Encrypted Connections

kanaka edited this page Apr 23, 2013 · 3 revisions

Generating an encryption certificate

To encrypt the traffic using the WebSocket 'wss://' URI scheme you need to generate a certificate for the proxy to load. By default the proxy loads a certificate file name self.pem but the --cert=CERT option can override the file name. You can generate a self-signed certificate using openssl. When asked for the common name, use the hostname of the server where the proxy will be running:

openssl req -new -x509 -days 365 -nodes -out self.pem -keyout self.pem

Accepting a self-signed certificate in the browser

Most browser WebSocket implementations now require self-signed certificates to be accepted by the browser. Unfortunately browsers will not pop up a message for accepting certificates for encrypted WebSocket connections (WSS) like they do for normal encrypted HTTP connections (HTTPS).

Certificate problems will manifest in different ways in different browsers:

  • In Safari (desktop or iOS) the browser will often just refuse to connect and the connection to websockify is terminated.

  • In firefox, the browser will refuse to connect and websockify will close the connection and print a message similar to:

    handler exception: [Errno 1] _ssl.c:392: error:14094418:SSL routines:SSL3_READ_BYTES:tlsv1 alert unknown ca

  • In Chrome 19 and newer, the browser will refuse to connect and websockify will close the connection and print a message similar to:

    handler exception: [Errno 336265225] _ssl.c:351: error:140B0009:SSL routines:SSL_CTX_use_PrivateKey_file:PEM lib

This means that the certificate used by the websockify for the encrypted connection is not properly signed for the domain it is running on (and firefox only shows the certificate error dialog for normal HTTPS URLs not for WebSocket connections).

If you are using a self-signed certificate, you can force the browser to recognize the certificate by browsing directly to the WebSocket port using a regular HTTPS URL. The certificate warning message should be shown.
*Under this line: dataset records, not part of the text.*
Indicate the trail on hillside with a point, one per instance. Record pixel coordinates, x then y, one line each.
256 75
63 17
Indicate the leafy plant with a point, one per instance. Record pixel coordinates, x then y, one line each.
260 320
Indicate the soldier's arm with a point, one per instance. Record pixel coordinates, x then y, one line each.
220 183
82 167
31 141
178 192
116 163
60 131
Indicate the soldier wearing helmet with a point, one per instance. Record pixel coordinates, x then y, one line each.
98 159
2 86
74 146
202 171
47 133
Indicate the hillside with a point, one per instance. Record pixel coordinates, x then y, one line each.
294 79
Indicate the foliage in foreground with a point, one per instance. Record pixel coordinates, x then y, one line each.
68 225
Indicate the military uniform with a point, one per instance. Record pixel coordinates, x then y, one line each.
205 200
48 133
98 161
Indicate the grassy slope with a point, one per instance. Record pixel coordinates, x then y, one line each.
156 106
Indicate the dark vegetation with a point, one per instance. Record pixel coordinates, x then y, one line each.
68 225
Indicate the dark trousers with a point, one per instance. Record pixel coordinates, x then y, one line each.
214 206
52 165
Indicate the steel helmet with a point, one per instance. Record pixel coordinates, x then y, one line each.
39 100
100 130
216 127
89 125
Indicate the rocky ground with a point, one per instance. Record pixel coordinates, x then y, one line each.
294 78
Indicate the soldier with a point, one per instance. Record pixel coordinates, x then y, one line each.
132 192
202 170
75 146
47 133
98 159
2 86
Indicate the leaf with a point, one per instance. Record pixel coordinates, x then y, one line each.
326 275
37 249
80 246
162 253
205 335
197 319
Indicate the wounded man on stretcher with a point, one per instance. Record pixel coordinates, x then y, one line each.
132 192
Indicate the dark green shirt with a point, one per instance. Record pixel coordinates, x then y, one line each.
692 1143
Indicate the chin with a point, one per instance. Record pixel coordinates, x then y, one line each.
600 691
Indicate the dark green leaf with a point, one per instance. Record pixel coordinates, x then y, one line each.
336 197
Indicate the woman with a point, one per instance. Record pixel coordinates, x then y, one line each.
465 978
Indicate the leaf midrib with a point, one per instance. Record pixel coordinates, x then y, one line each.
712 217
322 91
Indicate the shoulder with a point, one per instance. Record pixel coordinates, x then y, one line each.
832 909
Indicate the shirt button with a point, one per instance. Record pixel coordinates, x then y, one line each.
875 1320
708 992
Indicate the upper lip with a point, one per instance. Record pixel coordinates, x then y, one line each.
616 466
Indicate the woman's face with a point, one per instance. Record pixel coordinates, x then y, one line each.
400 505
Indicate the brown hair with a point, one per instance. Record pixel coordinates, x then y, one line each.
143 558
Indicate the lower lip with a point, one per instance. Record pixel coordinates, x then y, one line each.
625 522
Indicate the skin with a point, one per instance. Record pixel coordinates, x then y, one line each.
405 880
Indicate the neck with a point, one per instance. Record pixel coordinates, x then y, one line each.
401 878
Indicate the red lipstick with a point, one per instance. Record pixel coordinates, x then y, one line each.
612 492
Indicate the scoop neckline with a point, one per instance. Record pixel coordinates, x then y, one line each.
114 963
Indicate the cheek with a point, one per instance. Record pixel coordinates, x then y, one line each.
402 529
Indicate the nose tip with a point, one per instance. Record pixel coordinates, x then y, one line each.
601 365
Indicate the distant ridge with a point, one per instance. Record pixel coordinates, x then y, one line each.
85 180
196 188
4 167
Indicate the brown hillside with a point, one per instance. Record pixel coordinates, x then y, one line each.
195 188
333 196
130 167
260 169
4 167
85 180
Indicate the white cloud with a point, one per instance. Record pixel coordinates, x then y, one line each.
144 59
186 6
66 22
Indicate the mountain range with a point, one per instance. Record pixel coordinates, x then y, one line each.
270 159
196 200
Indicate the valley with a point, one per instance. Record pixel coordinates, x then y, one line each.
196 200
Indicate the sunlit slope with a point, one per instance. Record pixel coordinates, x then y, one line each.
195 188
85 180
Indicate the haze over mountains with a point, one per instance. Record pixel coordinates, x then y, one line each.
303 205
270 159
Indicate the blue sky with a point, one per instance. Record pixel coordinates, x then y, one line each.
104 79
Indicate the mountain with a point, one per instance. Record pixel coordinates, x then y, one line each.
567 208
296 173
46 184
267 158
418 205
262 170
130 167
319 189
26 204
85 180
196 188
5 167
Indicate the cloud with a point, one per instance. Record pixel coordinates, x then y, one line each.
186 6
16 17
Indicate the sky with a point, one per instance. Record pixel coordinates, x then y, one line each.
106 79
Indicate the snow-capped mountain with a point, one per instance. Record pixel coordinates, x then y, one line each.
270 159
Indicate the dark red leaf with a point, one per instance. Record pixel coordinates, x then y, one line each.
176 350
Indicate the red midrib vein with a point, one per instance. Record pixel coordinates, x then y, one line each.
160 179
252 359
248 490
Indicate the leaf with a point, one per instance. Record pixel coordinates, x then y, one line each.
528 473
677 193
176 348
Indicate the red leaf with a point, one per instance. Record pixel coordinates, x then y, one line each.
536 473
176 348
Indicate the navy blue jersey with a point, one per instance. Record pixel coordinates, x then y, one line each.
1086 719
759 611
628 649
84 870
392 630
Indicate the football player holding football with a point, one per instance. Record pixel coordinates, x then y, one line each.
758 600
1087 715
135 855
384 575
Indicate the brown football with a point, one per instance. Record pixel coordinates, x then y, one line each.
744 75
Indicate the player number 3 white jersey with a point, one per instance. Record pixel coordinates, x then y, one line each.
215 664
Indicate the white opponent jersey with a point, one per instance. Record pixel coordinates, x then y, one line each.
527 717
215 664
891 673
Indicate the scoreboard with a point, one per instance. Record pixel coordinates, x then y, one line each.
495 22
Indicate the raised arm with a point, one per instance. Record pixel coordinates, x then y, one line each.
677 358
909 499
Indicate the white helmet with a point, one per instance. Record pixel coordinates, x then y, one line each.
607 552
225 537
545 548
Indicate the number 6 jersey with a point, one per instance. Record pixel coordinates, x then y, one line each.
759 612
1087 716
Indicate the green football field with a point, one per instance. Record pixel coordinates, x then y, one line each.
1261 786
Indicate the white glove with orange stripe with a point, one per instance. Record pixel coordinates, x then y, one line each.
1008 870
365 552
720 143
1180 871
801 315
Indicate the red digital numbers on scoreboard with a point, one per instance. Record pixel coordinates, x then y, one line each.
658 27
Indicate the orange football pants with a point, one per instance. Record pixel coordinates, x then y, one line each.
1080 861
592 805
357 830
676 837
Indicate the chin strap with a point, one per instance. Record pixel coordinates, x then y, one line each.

For example, in firefox, click "I Understand the Risks", then click "Add Exception...", then select "Permanently store this exception", and finally click "Confirm Security Exception". The certificate should now be permanently accepted by firefox for both HTTPS and WebSocket WSS connections. The method should be similar in Safari for accepting a self-signed certificate.

Self-signed certificates with iOS (iPod/iPhone/iPad/)

In order to use a self-signed certificate with iOS, there are two additional requirements:

  • The certificate subject "common name" must match the hostname.
  • The certificate must be imported manually.

There are two known ways of importing the certificate:

  • Provide a link to the cert on a web page.
  • Attach the cert to an email. Open up the email from the iOS device, touch the attachment and the wizard to import it will show up.

After doing this, you will have a "Profile" installed, and encrypted websockets should work.

Other info

See issue 124 for more discussion of encrypted connection issues.